Karakter Anak
Musti
Moms pahami, anak berusia 1 - 3 tahun telah melewati masa-masa yang
tidak sebentar. Sejak bayi, faktor genetik (turunan), pola pengasuhan
orangtua dan lingkungan sangat memengaruhi terbentuknya karakter anak di
kemudian hari.
Salah
satunya, apakah dia tipikal anak mudah (easy child) atau sulit
(difficult). Bila dia tipikal anak mudah, sekali diberitahu langsung
nurut. Sebaliknya, tipikal anak sulit belum tentu menuruti apa keinginan
atau nasehat dari orangtuanya. Tidak heran, dalam satu keluarga,
tipikal anak satu dengan lainnya berbeda.
Ingin Mandiri
Nah,
ketika memasuki usia 1 tahun ke atas anak ingin mencoba menjadi dirinya
sendiri, terpisah dari orang-orang sekitarnya termasuk kedua
orangtuanya. Bisa dibilang, mereka telah masuk ke tahap perkembangan
psikososial atau masa otonomi. Dia ingin beda! Tidak seperti saat masih
bayi yang mudah diatur. Jangan heran, bila Moms or Dads mengatakan A,
dia menjawab B atau sebaliknya, yang terkadang bikin kesal orangtuanya.

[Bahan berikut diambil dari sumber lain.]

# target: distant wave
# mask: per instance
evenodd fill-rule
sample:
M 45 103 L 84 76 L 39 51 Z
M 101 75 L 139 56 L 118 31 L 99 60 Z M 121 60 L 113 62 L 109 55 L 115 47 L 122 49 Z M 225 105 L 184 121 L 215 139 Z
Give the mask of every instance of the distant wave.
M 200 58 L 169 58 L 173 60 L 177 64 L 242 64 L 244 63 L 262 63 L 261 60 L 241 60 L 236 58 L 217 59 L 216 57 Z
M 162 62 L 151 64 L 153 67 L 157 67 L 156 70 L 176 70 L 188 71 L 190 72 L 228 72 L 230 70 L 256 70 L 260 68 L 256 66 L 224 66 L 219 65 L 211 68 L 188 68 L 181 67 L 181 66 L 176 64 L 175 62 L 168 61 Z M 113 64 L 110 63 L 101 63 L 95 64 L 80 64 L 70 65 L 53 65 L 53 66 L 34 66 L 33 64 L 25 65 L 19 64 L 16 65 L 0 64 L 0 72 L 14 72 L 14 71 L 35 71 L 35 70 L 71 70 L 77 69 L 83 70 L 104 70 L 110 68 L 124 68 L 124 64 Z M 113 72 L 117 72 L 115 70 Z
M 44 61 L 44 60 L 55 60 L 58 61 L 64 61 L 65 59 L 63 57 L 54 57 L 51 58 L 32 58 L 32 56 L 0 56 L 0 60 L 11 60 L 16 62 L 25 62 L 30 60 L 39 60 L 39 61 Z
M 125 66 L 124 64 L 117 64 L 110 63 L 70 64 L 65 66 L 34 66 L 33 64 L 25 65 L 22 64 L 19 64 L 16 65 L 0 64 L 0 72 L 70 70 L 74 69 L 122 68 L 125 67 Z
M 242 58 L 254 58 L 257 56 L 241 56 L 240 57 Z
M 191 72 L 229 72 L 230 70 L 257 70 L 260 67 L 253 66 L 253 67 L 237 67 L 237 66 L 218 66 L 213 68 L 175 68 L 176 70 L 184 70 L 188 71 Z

Bahkan ada anak yang sangat sulit bila diberitahu oleh orangtuanya.
Mungkin ini akibat kedekatan atau 'keintiman' anak dengan Moms or Dads
tidak terlalu bagus. Makanya, dia suka uring-uringan. Padahal, usia 1
tahun ke atas adalah masa dimana dia belajar untuk mandiri.
Namun,
terbentur masalah unsecure seperti tinggal terpisah dengan kedua
orangtuanya, atau sejak bayi sudah terpisah dari kedua orangtuanya
mungkin juga tidak disusui ketika masih bayi bisa dibilang orangtua
menjaga jarak dengan bayinya. Sehingga, hubungan anak dengan Moms or
Dads menjadi asing alias tidak 'hangat.' Maka, terjadi penolakan anak
terhadap Moms or Dads. Biasanya, anak tidak nurut bila diatur atau
dinasehati oleh Moms or Dads. Sebaliknya, anak yang sudah merasa nyaman
dalam hubungannya dengan kedua orangtuanya, akan lebih mudah dibimbing.
Ingin Menunjukkan Jati Diri
Orangtua
juga sebaiknya mengerti bahwa terkadang seorang anak batita bersikap
"pemberontak" karena ingin menunjukkan jati dirinya. Kata memberontak
ini dalam tanda kutip, karena ia sebenarnya bukan untuk memberontak,
hanya ingin membuktikan kemampuannya semata.
Pada
usia 3 tahun ke atas, seorang anak sudah mampu melakukan berbagai hal.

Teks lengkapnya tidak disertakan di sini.